Ropę dostarcza na Węgry rosyjski koncern Łukoil. Łukoil jest największym spośród dostawców ropy dla węgierskiego MOL-a. Surowiec płynie przez Ukrainę południową odnogą rurociągu Drużba (Przyjaźń). Tą drogą węgierski koncern otrzymuje dwie trzecie dostaw, które przerabia w rafineriach na Węgrzech i Słowacji. Zakręcenie kurka może oznaczać, że instalacje petrochemiczne mogą zacząć cierpieć na braki wsadu. Przypomnijmy, iż MOLGroup Chemicals (w skład którego wchodzą również zakłady petrochemiczne Slovnaftu) jest producentem szerokiej gamy LDPE, HDPE i PP oraz monomerów w postaci etylenu, propylenu i butadienu.
MOL tylko w styczniu 2024 r. zapłacił Łukoilowi za ropę 343 mln USD. A obecnie buduje rurociąg, którym transportowana będzie rosyjska ropa do Serbii.
Ta sytuacja, a także ostatnie wizyty Viktora Orbána, zwłaszcza spotkanie z Władimirem Putinem, bardzo zdenerwowały Ukraińców. Prezydent Wołodymyr Zełenski wręcz powiedział, że Węgrzy są współwinni rosyjskich zbrodni popełnianych na Ukraińcach. W słowach nie przebiera też jego otoczenie.

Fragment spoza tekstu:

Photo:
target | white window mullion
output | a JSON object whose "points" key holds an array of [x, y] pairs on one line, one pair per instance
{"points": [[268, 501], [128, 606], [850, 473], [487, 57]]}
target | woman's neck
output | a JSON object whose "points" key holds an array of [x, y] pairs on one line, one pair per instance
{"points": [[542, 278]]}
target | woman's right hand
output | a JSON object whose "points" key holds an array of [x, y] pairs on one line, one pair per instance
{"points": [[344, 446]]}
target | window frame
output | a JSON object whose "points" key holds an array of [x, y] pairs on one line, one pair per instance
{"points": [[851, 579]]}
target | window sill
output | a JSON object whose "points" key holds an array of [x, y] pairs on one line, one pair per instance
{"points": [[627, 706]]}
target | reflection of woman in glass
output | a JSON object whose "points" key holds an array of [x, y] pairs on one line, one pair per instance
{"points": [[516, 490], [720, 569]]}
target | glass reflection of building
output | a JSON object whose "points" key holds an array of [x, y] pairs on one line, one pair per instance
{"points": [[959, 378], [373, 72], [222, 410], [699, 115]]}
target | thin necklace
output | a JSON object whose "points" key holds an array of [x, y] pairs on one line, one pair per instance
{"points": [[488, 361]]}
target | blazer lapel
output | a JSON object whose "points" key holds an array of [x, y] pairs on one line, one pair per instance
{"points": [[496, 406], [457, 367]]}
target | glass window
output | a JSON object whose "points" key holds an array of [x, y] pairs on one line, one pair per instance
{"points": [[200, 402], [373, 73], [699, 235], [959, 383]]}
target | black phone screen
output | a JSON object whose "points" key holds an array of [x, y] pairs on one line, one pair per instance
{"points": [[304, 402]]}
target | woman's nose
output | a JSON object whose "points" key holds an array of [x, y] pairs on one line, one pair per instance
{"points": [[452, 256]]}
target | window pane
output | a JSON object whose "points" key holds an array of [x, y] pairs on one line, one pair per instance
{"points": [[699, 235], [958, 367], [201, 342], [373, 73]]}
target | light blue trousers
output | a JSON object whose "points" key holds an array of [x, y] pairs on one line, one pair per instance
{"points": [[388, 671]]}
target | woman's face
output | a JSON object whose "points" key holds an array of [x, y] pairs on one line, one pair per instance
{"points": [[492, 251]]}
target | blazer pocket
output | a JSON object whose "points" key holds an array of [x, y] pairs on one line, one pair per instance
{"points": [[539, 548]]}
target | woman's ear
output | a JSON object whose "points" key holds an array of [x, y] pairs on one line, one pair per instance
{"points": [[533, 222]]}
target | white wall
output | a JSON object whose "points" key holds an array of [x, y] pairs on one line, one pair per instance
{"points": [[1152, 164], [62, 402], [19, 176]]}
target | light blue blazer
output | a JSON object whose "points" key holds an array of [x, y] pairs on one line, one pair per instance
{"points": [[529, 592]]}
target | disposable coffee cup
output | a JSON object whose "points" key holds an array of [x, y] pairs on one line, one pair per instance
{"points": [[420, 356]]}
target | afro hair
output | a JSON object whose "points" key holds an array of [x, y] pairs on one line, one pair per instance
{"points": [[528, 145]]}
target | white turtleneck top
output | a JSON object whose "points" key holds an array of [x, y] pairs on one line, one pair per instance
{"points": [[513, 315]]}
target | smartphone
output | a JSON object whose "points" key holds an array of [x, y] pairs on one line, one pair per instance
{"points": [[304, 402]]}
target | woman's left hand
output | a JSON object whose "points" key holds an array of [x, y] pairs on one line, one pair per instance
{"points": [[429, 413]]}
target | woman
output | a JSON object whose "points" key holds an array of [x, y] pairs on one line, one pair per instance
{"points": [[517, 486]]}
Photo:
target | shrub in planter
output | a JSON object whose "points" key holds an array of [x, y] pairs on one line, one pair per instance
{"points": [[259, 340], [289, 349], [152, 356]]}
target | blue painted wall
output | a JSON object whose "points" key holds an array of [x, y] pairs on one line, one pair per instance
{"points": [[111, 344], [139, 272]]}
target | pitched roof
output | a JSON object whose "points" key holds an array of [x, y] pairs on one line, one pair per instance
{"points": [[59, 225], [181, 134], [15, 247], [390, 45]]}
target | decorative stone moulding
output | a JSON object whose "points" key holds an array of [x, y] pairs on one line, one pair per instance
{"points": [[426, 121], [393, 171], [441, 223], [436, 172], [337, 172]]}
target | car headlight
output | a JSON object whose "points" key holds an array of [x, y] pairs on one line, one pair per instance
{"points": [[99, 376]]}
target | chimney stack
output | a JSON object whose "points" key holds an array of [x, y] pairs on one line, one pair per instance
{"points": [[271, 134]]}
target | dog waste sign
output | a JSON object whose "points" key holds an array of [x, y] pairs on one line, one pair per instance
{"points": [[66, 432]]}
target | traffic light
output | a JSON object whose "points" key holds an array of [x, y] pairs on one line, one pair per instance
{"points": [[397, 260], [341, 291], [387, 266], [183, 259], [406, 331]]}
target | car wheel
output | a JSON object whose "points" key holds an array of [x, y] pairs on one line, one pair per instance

— Jeśli widzieliście wideo, na którym Rosjanin podcina gardło ukraińskiemu żołnierzowi, to Węgrzy właśnie zapłacili za ten nóż — mówił Oleg Ustenko, doradca ds. ekonomii ukraińskiego prezydenta, po tym, jak Węgrzy podpisali nową umowę z Rosjanami o zwiększeniu dostaw gazu.